Emerging-market bond funds had $3 billion of withdrawals last week, according to data from EPFR Global, a US firm that tracks fund flows. That followed a record $6.6 billion of outflows in the previous week.
Even as currency fluctuations remain out of the control of Digicel, executives are projecting that ebitda will return to growth in the year to March 2018 as its massive expenditure programme on cable and fibre delivers returns and the company cut costs.
In October last year, Mr O’Brien pulled an initial public offering of Digicel shares, in which the group was seeking to raise up to $2 billion to help lower its debt mountain, expand its operations and list on the New York Stock Exchange. The company blamed volatility in the US and global markets at the time.

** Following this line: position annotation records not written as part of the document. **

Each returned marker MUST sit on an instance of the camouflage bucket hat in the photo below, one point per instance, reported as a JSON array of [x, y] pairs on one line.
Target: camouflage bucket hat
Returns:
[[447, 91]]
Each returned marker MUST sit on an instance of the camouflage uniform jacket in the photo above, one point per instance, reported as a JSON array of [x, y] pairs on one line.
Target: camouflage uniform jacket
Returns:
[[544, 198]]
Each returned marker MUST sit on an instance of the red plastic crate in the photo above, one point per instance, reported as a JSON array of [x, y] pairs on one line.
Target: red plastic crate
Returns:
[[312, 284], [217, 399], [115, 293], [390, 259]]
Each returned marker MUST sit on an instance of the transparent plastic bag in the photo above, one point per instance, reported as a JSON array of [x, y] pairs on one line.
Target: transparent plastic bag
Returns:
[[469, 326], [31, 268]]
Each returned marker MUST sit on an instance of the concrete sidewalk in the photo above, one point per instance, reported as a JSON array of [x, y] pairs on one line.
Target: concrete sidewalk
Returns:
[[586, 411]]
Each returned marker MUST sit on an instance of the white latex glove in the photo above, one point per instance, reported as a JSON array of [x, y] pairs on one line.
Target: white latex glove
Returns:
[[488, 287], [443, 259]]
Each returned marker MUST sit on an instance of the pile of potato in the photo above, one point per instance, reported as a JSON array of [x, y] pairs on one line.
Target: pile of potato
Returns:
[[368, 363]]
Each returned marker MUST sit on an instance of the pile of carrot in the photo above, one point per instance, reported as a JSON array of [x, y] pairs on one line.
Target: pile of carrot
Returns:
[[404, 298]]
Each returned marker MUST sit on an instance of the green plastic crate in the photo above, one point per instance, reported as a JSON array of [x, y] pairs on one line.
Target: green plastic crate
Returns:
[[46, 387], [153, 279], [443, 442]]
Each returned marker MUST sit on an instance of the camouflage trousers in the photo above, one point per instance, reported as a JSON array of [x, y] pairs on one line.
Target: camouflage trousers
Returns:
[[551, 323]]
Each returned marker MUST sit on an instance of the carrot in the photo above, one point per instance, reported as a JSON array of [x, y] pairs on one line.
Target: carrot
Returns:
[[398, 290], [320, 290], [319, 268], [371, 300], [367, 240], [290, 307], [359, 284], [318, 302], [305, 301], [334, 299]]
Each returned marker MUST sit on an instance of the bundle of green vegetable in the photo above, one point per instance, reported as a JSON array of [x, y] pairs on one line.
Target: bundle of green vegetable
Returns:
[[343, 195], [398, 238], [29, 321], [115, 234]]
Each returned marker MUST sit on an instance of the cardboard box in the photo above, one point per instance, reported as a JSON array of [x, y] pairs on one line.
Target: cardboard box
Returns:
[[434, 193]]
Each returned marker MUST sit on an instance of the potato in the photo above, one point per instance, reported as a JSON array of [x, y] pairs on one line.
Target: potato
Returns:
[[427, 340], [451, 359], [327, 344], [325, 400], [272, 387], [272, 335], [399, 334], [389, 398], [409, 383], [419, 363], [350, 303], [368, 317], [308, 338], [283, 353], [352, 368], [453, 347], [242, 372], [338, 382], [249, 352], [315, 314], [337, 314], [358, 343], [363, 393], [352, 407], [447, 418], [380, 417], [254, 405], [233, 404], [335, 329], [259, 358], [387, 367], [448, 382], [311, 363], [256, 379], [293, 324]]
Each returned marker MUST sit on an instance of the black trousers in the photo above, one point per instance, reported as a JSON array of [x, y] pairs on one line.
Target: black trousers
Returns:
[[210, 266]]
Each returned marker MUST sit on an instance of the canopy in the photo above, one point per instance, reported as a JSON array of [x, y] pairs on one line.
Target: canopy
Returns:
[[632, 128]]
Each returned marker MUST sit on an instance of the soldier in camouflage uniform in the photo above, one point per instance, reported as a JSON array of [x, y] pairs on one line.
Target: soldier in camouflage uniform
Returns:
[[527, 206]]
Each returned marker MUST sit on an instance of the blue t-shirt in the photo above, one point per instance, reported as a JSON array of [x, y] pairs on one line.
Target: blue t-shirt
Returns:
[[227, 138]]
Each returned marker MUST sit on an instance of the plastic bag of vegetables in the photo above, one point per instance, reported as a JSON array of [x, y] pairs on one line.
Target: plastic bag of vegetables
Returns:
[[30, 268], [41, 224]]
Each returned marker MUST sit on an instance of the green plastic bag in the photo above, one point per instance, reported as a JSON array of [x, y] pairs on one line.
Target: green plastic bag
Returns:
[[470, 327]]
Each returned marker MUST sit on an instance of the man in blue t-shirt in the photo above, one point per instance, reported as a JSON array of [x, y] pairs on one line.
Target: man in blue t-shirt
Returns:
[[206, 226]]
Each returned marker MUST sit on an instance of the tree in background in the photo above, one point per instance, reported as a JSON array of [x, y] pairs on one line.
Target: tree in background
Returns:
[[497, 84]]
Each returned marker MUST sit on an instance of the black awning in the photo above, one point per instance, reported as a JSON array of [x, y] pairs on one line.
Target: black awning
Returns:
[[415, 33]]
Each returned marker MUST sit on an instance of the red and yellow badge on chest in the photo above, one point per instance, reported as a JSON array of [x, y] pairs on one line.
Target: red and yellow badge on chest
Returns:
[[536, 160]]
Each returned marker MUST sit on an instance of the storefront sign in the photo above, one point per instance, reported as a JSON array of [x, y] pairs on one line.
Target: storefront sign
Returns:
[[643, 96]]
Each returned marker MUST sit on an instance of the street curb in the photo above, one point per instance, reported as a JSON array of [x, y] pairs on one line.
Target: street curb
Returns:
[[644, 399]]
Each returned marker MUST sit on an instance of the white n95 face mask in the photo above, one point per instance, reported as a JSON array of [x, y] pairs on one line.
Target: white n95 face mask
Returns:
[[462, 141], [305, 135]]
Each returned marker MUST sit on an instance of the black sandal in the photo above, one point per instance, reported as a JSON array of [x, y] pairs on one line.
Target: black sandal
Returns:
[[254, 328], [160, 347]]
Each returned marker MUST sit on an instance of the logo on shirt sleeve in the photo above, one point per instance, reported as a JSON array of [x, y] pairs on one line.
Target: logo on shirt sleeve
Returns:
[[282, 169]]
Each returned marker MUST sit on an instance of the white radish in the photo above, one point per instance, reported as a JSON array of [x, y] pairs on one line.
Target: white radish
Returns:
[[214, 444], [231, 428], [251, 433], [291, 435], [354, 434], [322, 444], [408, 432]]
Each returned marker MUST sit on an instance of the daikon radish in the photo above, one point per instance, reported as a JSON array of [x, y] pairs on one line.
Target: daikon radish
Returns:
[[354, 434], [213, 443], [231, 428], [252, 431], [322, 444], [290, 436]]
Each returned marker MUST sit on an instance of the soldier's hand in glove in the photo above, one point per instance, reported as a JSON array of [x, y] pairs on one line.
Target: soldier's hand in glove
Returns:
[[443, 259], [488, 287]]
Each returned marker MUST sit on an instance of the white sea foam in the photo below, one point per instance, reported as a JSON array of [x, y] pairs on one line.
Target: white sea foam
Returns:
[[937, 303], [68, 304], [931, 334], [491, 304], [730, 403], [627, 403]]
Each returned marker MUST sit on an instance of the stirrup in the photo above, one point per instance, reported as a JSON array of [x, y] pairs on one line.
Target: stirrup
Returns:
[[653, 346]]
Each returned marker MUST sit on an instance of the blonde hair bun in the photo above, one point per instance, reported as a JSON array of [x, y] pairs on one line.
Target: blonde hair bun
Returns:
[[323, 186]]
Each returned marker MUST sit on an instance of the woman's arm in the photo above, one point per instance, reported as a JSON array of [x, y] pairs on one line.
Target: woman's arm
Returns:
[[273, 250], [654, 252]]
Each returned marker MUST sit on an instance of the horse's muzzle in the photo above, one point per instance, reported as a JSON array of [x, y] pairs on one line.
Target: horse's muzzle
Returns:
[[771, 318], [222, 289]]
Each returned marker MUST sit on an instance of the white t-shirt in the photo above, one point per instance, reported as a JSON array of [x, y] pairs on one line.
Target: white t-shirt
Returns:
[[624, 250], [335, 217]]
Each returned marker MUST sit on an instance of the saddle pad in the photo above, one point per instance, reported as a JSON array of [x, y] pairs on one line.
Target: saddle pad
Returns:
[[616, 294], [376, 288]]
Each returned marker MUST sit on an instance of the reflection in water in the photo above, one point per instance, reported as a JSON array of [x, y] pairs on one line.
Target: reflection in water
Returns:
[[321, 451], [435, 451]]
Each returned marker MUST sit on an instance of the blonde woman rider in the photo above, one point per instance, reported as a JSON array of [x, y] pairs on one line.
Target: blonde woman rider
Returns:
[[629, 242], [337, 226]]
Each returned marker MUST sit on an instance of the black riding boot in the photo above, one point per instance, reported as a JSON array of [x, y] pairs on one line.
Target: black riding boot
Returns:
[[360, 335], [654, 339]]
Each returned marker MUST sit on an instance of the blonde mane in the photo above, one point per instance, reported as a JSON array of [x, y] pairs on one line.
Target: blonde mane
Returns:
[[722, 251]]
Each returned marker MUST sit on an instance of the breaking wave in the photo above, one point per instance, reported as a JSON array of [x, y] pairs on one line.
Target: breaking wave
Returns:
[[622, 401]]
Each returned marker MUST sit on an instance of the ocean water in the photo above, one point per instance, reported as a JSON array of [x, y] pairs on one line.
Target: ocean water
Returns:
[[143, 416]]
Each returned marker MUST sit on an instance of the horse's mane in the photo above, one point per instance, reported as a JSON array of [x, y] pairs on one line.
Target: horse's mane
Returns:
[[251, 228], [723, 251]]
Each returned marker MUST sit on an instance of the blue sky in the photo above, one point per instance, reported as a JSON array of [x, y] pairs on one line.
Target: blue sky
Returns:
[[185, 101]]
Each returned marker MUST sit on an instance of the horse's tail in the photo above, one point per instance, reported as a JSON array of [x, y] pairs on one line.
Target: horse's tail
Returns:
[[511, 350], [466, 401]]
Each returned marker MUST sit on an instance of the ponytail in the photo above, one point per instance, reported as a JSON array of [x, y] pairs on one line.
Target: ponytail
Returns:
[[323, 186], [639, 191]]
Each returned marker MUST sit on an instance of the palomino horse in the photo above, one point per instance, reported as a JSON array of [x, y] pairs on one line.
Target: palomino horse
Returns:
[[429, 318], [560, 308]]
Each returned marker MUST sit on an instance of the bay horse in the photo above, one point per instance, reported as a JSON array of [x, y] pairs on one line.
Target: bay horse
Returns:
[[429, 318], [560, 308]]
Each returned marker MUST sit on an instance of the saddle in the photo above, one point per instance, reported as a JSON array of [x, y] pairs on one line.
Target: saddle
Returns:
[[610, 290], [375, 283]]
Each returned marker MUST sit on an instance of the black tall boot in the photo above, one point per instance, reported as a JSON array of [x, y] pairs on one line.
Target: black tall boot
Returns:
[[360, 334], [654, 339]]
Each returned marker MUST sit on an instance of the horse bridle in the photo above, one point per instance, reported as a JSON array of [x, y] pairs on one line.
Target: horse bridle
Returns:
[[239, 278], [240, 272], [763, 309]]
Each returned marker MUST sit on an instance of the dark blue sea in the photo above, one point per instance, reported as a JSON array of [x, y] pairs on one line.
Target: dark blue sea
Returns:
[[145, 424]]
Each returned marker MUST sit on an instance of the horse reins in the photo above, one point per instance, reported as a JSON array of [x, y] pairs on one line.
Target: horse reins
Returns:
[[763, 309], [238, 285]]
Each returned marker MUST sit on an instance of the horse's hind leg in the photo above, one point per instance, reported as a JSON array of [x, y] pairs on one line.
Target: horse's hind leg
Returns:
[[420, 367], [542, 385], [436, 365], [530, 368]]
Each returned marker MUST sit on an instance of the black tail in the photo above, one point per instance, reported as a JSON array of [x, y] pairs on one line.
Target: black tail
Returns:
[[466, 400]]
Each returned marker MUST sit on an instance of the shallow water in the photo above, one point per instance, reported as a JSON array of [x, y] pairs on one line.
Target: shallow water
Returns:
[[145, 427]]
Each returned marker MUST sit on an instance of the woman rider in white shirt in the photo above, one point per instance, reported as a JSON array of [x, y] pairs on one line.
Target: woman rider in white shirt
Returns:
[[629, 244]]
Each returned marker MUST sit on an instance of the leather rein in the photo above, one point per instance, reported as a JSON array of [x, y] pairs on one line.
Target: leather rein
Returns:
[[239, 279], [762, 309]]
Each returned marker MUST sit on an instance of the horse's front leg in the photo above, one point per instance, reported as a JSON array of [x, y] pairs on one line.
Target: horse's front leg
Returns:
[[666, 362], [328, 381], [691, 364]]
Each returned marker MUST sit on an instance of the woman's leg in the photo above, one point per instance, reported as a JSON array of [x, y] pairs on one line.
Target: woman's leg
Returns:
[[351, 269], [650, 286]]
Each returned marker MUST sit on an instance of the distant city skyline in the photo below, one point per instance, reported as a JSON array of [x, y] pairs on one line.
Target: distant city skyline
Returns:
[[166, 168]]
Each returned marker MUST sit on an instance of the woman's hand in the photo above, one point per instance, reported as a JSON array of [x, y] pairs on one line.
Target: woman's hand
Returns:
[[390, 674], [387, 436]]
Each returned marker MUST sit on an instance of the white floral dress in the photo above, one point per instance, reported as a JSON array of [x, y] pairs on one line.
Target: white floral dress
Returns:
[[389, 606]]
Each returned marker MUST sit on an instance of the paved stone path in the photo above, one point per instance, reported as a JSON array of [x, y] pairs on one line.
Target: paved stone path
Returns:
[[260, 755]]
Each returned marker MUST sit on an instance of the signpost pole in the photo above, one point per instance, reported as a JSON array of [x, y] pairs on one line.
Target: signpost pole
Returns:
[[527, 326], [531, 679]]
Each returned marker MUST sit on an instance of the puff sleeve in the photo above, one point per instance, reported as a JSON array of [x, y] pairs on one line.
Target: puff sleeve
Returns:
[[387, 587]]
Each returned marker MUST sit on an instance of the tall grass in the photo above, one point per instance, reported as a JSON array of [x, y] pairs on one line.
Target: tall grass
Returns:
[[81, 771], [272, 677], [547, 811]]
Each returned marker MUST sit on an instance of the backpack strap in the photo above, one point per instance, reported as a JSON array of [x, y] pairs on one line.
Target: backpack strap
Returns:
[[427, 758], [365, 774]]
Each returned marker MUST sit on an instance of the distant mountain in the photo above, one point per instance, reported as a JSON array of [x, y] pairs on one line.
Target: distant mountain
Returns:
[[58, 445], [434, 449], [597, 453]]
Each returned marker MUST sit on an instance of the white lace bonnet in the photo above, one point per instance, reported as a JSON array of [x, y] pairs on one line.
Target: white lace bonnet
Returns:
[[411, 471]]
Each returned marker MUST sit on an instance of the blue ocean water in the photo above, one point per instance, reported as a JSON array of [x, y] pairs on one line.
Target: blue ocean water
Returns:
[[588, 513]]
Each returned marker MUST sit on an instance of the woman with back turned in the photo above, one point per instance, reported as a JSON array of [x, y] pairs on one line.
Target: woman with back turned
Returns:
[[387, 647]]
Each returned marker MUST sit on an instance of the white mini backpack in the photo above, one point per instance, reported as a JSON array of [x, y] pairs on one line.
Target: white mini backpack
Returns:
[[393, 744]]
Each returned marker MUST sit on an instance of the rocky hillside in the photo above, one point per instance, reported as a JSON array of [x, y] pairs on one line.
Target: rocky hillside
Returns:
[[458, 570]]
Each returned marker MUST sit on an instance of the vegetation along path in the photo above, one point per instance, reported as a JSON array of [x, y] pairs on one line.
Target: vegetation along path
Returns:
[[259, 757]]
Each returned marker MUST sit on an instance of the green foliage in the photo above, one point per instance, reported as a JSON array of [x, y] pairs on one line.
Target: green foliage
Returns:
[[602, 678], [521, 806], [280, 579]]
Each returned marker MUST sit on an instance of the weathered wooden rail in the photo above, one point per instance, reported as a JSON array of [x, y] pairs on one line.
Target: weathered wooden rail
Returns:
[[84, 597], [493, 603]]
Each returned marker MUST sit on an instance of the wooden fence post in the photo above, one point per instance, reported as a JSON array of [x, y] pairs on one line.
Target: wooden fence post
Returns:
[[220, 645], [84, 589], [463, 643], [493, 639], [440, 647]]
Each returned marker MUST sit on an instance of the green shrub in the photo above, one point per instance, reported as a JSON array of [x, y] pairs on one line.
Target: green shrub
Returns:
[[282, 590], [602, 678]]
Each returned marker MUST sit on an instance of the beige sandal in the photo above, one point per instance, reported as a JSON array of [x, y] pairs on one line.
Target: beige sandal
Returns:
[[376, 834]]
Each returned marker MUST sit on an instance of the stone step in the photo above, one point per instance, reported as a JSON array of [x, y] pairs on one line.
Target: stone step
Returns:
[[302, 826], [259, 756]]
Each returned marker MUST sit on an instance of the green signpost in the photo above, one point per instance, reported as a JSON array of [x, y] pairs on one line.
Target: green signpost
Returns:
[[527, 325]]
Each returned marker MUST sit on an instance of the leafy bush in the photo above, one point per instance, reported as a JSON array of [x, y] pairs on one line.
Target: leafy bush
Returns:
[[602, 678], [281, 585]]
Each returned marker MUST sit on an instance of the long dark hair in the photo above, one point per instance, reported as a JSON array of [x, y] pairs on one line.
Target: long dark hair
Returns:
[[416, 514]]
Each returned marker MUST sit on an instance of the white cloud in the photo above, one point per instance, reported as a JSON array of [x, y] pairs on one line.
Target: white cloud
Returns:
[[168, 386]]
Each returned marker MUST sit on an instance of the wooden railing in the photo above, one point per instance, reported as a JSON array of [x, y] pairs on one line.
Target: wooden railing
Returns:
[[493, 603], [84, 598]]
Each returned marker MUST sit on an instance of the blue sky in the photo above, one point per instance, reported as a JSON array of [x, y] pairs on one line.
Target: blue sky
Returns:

Mr O’Brien, who founded the group in 2001 in Jamaica, a year after he received €285 million from the sale of his shares in mobile phone group Esat Telecom to British Telecom, said in May that it would be another 12-18 months before he attempted another initial public offering.
The group, which has sponsored Usain Bolt since 2004, gave the Jamaican sprinter a lifetime ambassadorial role after the Rio Olympics in August by appointing him as its so-called chief speed officer.